Dinobot wasn’t really a character who could be controlled, and that’s exactly what Megatron wanted to do. Dinobot was always at least neutral if not borderline good. It just took being cast out for him to find where he truly belonged. He stopped looking out for himself, and started working as part of a team.
4. Zuko, Avatar: The Last Airbender (2005-2008)
Prince Zuko of the Fire Nation spent an entire season chasing the Avatar, the master of the four elements, from the Water Tribes and through the Air Temples, only to finally abandon his mission and join forces with Team Avatar.
Exiled from the Fire Nation after disrespecting his father and subsequently refusing to duel him in an Agni Kai (a traditional battle between firebenders). Zuko seeks to reclaim his lost honor by capturing the Avatar, who has been missing for a century.
Zuko and his uncle, Iroh, help Avatar Aang and friends in a Fire Nation siege on the Northern Water Tribe. Fire Lord Ozai then declares them traitors and sends his daughter—Zuko’s younger sister—to capture them and bring them back to the Fire Nation.
In the second season, Zuko abandons his search for the Avatar and lies low in the Earth Kingdom with his uncle. By the third season, Iroh is imprisoned, and Zuko has been restored to the crown, only to turn on his father and teach Avatar Aang the art of firebending.
After Aang defeats the self-appointed Phoenix King Ozai, Zuko rises as king of the Fire Nation and joins forces with the Avatar to bring peace back to a war-torn world. After spending so long trying to do what his father thought he should, Zuko finally realized that only he could determine his own path.
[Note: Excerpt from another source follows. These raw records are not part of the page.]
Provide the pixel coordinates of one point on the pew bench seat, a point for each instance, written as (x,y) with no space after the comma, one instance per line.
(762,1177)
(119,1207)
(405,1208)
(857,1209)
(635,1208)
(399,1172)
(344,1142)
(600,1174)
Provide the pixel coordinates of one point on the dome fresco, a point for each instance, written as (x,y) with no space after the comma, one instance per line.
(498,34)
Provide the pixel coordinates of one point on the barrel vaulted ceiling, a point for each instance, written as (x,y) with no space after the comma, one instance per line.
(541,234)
It wasn’t easy: Zuko struggled for a long time to determine who he was and what he should do. He even betrayed his uncle—the only one who had ever treated Zuko like a person. Even when Zuko was “bad,” he wasn’t bad on purpose. He thought he was doing what was in the best interests of his people and himself. But even at his worse, he had a conscience.
3. Hiei, Yu Yu Hakusho (1993-2006)
With King Enma, ruler of the Underworld, away on business, three demons raid his legendary treasures. Yusuke Urameshi, the new Spirit Detective, is charged with recovering the items. The thieves turn out to be an unlikely bunch: Gouki, a brutish muscle head, Kurama, a mysterious and selfless young man, and Hiei, a selfish and powerful demon.
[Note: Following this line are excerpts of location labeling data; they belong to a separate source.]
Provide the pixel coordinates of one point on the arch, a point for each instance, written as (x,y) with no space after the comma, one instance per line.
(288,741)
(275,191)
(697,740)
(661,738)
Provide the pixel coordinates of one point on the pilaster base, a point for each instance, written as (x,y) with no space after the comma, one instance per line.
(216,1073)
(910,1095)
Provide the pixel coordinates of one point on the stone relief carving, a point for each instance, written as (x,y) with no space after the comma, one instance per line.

Yusuke kills Gouki, comes to an agreement with Kurama, and defeats Hiei out of pure dumb luck. Not one to be bested, Hiei vows revenge. But, the next time we see Hiei, he’s with Kurama aiding Team Urameshi in a quest to the Demon Plane. Hiei insists that after he’s paid his debt to the Underworld, he will turn on Yusuke, but the trials just make Hiei a more comfortable ally.
When push comes to shove, Hiei has honor, and helps when he’s needed—and even when he’s not. He even goes so far to risk his own life at the Dark Tournament by using the Dragon of the Darkness Flame, all in an effort to guarantee his team’s victory.
As the series continues, Hiei almost grows to care for someone other than himself and his sister. He’s loyal if nothing else, and he’s a critical addition to Yusuke’s team.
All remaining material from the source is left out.